Updated November 4, 2020 - 1:01 pm
Clark County voters were asked on the general election ballot to choose between the incumbent or the challenger in two judicial races in Las Vegas and North Las Vegas justice courts.
Early results released Wednesday morning pointed to Las Vegas Justice of the Peace Diana Sullivan retaining her seat on the bench. But North Las Vegas Justice of the Peace Chris Lee was losing his bid to keep his seat.
Some mail ballots have yet to be counted, which could change the results of some close races.

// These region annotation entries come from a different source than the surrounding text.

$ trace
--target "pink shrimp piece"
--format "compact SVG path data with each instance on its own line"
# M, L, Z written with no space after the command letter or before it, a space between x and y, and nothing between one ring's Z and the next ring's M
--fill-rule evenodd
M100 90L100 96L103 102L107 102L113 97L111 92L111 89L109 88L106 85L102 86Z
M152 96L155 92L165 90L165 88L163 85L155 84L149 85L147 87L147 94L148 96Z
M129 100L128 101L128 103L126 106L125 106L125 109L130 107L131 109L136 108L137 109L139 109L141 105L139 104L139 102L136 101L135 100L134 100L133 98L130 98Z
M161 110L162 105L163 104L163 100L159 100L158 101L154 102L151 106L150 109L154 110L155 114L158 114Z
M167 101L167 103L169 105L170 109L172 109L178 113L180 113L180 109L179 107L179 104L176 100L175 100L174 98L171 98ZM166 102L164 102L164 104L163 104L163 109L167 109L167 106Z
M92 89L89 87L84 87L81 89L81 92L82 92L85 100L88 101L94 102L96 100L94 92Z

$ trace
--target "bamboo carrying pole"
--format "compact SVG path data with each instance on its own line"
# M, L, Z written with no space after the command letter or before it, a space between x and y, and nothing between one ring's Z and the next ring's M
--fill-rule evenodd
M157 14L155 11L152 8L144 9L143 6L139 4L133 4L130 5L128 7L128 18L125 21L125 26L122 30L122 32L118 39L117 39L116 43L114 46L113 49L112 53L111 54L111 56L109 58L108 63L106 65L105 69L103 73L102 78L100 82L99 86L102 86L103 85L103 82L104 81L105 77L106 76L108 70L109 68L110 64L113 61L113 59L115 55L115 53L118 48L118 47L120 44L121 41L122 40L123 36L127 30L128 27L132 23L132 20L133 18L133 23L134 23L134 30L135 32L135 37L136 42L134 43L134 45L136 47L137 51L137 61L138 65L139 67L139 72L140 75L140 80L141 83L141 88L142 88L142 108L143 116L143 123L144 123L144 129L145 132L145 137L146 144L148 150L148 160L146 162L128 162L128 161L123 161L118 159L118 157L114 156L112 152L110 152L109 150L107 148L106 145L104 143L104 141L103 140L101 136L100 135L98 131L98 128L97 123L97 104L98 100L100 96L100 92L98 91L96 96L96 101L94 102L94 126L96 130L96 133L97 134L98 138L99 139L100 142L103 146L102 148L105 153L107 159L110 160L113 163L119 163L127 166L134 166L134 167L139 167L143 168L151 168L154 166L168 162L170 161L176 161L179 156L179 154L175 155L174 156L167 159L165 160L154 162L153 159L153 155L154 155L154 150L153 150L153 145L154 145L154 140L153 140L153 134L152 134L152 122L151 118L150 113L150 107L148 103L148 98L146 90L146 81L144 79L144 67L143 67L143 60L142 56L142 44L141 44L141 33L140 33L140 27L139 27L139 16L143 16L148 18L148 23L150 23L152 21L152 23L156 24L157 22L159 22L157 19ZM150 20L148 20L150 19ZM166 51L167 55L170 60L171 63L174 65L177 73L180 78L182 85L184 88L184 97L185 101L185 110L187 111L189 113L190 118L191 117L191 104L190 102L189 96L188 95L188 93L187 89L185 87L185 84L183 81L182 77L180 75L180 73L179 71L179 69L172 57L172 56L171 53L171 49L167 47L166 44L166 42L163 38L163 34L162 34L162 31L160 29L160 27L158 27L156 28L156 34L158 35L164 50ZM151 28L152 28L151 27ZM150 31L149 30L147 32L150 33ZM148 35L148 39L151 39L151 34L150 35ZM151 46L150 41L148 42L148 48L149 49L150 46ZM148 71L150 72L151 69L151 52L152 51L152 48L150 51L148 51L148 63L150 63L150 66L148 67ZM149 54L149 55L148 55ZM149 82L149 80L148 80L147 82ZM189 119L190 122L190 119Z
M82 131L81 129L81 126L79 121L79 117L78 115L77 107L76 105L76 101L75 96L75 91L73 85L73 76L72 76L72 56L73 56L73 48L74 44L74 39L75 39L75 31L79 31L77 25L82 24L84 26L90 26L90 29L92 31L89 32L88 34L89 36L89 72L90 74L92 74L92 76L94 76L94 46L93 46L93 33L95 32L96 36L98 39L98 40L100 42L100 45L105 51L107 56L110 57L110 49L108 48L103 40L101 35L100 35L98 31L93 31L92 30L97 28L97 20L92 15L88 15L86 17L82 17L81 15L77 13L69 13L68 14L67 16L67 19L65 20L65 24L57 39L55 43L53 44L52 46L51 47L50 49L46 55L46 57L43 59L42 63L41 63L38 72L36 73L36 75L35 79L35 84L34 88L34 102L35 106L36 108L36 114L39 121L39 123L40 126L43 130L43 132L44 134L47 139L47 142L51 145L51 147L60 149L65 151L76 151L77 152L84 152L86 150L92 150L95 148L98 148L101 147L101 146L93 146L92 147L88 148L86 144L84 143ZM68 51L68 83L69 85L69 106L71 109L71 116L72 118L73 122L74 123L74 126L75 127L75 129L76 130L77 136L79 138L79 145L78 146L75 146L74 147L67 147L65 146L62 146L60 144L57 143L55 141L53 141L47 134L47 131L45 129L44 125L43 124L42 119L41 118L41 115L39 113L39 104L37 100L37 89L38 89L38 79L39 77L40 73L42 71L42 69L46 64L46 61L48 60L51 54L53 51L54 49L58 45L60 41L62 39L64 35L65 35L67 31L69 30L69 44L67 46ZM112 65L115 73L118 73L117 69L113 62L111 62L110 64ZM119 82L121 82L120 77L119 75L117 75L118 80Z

According to the preliminary results, Sullivan had 73 percent of the vote, while opponent Shanon Clowers-Sanborn had 27 percent. Meanwhile, challenger Belinda T. “BTH” Harris had received 58 percent of the vote to Lee’s 42 percent.
Justices of the peace serve six-year terms.
Here’s a look at the circumstances surrounding each Justice Court race:
Las Vegas Justice Court
Sullivan was among two sitting judges in Las Vegas Justice Court up for re-election this year. Her colleague, incumbent Eric Goodman, ran unopposed in the June primary election.
Sullivan, who has spent a dozen years on the bench, faced a challenge in the general election from Clowers-Sanborn, a deputy district attorney for roughly 15 years in Clark County.
The incumbent was elected to the bench in 2008 and retained in 2014. In the Las Vegas Review-Journal’s 2019 Judicial Performance Evaluation, which asked Clark County lawyers to rate the performance of 89 sitting judges, 69 percent of participating attorneys voted to keep Sullivan on the bench.
Her opponent has handled several high-profile prosecutions in her time with the district attorney’s office. But Clowers-Sanborn has said, she’s ready to expand her influence on the criminal justice system.
“I want to have more impact on the community than I do as a district attorney, even though to be fair I think being a district attorney is a very powerful position,” she said. “I use the criminal justice system to help people, and I could do that even more so as a judge.”
North Las Vegas Justice Court
At North Las Vegas Justice Court, Lee, who was elected in 2008, has served on the bench for 12 years. He wants six more years.
But Harris, a deputy public defender who recently found herself at the center of police and media attention during a Black Lives Matter protest, could unseat him.
Harris was working as a legal observer in June when she was detained by police on the Strip during a protest. Lee has been critical of Harris’ actions while she campaigned for public office.
“It’s no time to be an activist at this point,” Lee said. “If there are any questions about whether my opponent is an activist or will be an activist on the bench, you can certainly Google her name. … It’s important that you have someone with experience to make sure our community is safe.”
Harris’ encounter with police came under scrutiny after authorities called her claim that she was thrown to the ground “unfounded.” She was one of 15 legal observers who walked the Strip among hundreds of protesters peacefully demonstrating against police brutality.
“I’ve never been a witness to such civil unrest,” Harris previously told the Review-Journal. “So to see the dialogue and the interactions and different things, it has all been extremely enlightening.”
In the Review-Journal judicial survey, Lee earned a 76 percent retention rating, earning high marks for fairness and efficiency. He also serves as a captain in the Air Force Reserves JAG Corps.
His opponent, who was born and raised in North Las Vegas, has called herself “the most authentic candidate in this race.”